What are the big questions in plant systematics? - a report of a symposium on the future of global plant systematics

An interesting article in the last issue of American Journal of Botany. See especially the section discussing the big questions in plant systematics, and how we can address them. Thanks to David Cantrill for bringing this paper to our attention.

From the introduction to the paper:

"Forty botanists from 13 countries met this March in Amsterdam at a special colloquium at the Royal Netherlands Academy of Arts and Sciences to discuss the future of plant systematics (“Beyond the Tree of Life: the Future of Plant Systematics”; Fig. 1). The meeting was funded by the Netherlands Royal Academy and organized by Erik Smets (Naturalis Biodiversity Center, Leiden, Netherlands) and colleagues*; it addressed several paradoxes in our field. First, with an ongoing planetary-scale biodiversity crisis, the need for plant systematists has never been greater, and yet taxonomic expertise appears to be in steady decline, as noted by repeated calls for action (e.g., de Carvalho et al., 2007Drew, 2011). Despite this, new plant species are continuously being discovered, and plant systematics as a field has survived and even thrived, thanks to the common overarching goal of building and understanding the Tree of Life, spurred by the availability of new technology and powerful analytical frameworks. Yet, members of the public and colleagues outside biology often express surprise when new plant species are discovered or appear unaware that the Tree of Life is far from being fully resolved. In this context, how do we justify the importance of continued research on plant biodiversity and explain its importance to the general public, university administrators, funding agencies, and policy makers?"

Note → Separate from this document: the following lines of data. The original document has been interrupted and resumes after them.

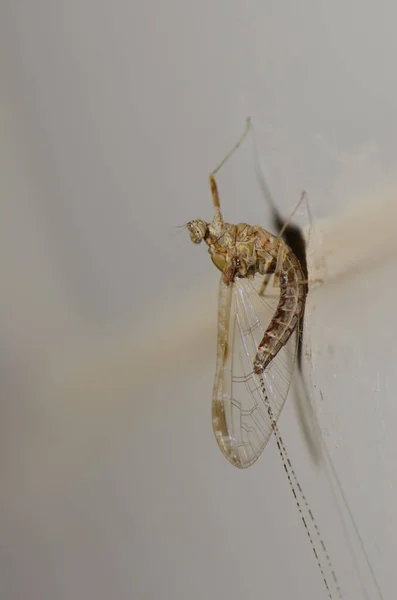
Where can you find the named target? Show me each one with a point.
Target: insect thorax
(241, 250)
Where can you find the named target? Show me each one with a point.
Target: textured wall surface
(113, 115)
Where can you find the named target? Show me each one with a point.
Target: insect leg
(214, 188)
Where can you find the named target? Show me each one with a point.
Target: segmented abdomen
(290, 308)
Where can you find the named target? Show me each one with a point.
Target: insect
(256, 345)
(257, 338)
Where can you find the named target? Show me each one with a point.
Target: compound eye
(197, 230)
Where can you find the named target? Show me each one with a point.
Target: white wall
(113, 114)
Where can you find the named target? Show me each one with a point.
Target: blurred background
(112, 116)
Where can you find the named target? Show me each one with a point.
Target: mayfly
(256, 343)
(254, 360)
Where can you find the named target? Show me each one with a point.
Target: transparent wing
(244, 403)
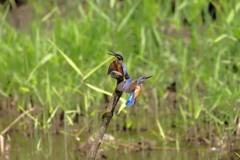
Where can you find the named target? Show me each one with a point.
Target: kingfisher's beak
(113, 53)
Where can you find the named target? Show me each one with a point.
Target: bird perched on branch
(134, 88)
(118, 65)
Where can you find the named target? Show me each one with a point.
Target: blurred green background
(53, 59)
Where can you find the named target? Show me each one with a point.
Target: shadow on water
(26, 148)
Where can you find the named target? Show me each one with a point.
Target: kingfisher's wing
(126, 75)
(112, 67)
(125, 86)
(131, 100)
(131, 87)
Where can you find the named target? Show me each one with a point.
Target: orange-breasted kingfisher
(134, 88)
(118, 65)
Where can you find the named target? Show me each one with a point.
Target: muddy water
(59, 147)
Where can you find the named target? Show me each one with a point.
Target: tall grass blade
(72, 64)
(160, 129)
(212, 116)
(129, 14)
(96, 68)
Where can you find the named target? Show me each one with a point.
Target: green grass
(60, 63)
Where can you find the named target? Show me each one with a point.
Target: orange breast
(137, 91)
(119, 66)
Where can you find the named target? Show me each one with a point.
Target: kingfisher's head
(142, 79)
(117, 55)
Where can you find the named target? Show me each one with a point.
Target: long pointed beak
(148, 77)
(113, 53)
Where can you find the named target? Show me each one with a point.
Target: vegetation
(58, 64)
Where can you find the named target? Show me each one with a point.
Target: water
(57, 148)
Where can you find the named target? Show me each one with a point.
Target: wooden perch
(106, 117)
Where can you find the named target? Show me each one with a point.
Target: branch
(106, 117)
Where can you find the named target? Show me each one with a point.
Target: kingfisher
(134, 88)
(118, 65)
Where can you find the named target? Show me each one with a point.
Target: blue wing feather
(130, 100)
(125, 70)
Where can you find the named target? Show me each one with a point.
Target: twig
(106, 117)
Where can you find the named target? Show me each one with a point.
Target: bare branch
(106, 117)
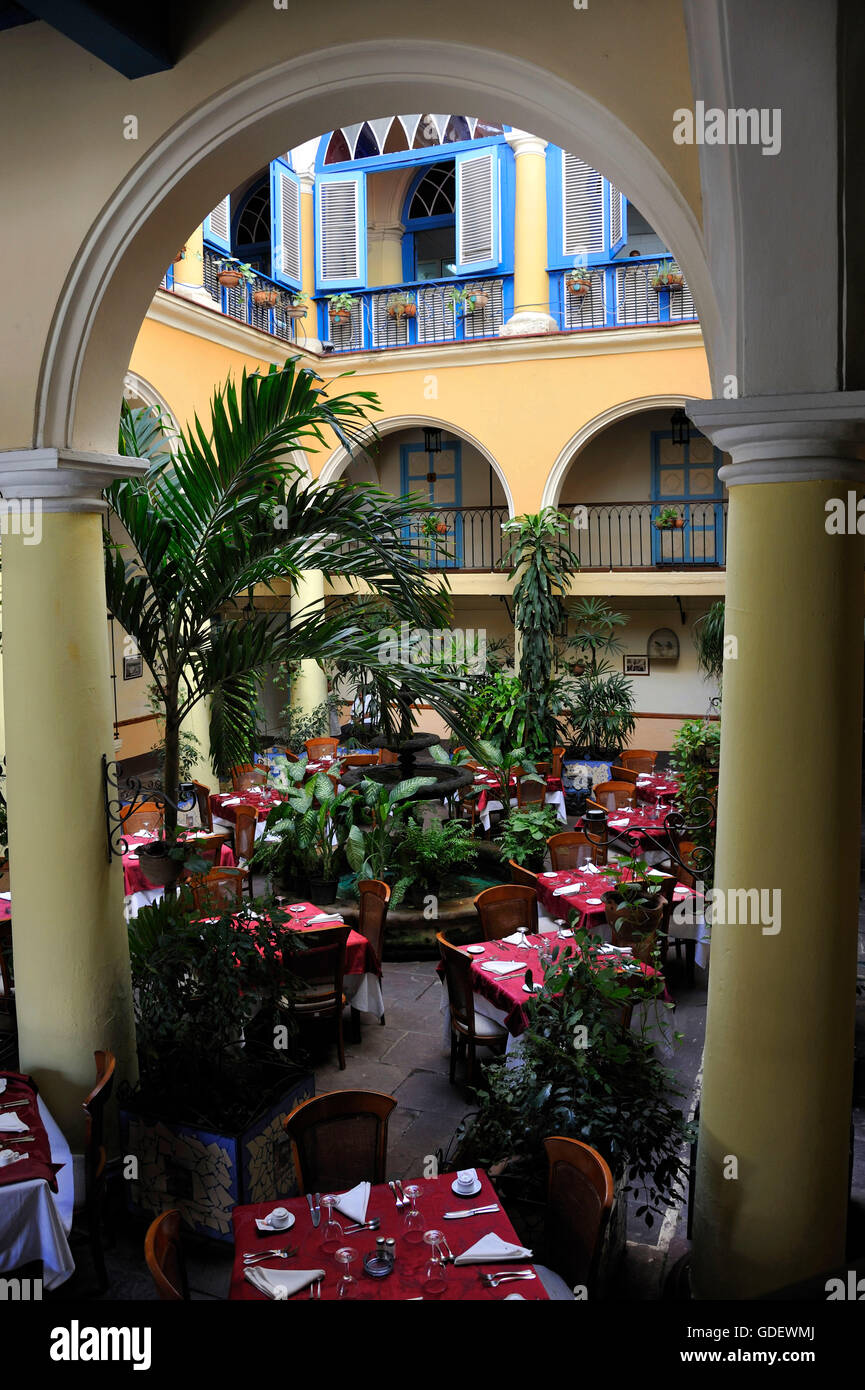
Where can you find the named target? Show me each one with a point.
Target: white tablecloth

Among other things, the colloquium asked the question "What are the cool, achievable questions in plants sytsematics, and how can we answer them?". Here's their answer:

"The third discussion session aimed at formulating questions and solutions that plant systematists as a community may realistically target in the near future. Four tentative key questions emerged: (1) How is plant life related, and how is diversity distributed in time and space? (2) What are the processes generating biodiversity? (3) How many species are there, and what do we know about them? (4) How do we break the barriers for training and employing systematists in the developing world? To address these questions, we thought that a flagship international project aimed at collecting/synthesizing in public databases, the phenotype, interactome, and genome from 100 specimens each of 1000 species over their distribution range and ecological gradients could attract excitement and major sources of funding and provide significant, novel answers and new questions."

This paper is useful and interesting food for thought for our own Decadal Plan process. The fill paper is at http://www.amjbot.org/content/103/12/2022.full 

The Decadal Plan for Biosystematics and Taxonomy in Australasia

Biosystematics and taxonomy – the disciplines that name, classify and determine the evolutionary relationships of all living organisms – are foundational sciences. Many other disciplines and activities in biology, including ecology, conservation, genetics, biosecurity, and medicine to name just a few, depend on the framework knowledge, nomenclature, and understanding of organisms provided by biosystematics and taxonomy.

Despite this, funding and infrastructure investment in biosystematics and taxonomy are declining. Biosystematics and taxonomy often “fly under the radar” of high-impact science, and their foundational role is often unacknowledged.

The current low base of funding for biosystematics and taxonomy in Australasia means that, in effect, we are drawing on previous investment in this sector (the past two centuries of endeavour and effort to understand and document the flora and fauna of Australasia) but no longer adequately investing in the future (building capacity and knowledge of the many currently known or undiscovered species that have not yet been named, and keeping our knowledge scientifically updated and current). This lack of investment is of particular concern in Australasia, one of very few areas of mega-biodiversity in the world.

Inadequate investment in this sector leads to negative consequences, and often substantial economic costs, for conservation, biosecurity, and sustainable development and growth. Important species will become extinct before they are recognised and their conservation needs and potential ecological and economic roles understood. Emerging biosecurity threats will be recognised too late, compromising early responses and leading to inadequate control measures and increased mitigation costs. These impacts in turn will compromise sustainable development and reduce our ability to minimise the effects of the current global wave of extinctions.

This project seeks to turn this situation around. Led by a core group of leading taxonomists and biosystematists, it centres on developing a Decadal Plan for the scientific discipline of biosystematics and taxonomy in Australasia that will:

  • document current opportunities and risks in the sector;
  • provide a forward-looking vision and roadmap for the discipline, including its impacts on and benefits for biodiversity, society and the economy;
  • provide a detailed investment plan for the next decade; and
  • initiate steps toward implementing the plan through engagement with the sector and its stakeholders.

Decadal Plans have been developed for a number of sectors in Australian science by the Australian Academy of Science - a listing of these can be obtained here

The Decadal Plan for Biosystematics and Taxonomy in Australasia will be a starting point for effecting a real change in the status, visibility and funding of biosystematics and taxonomy in Australasia.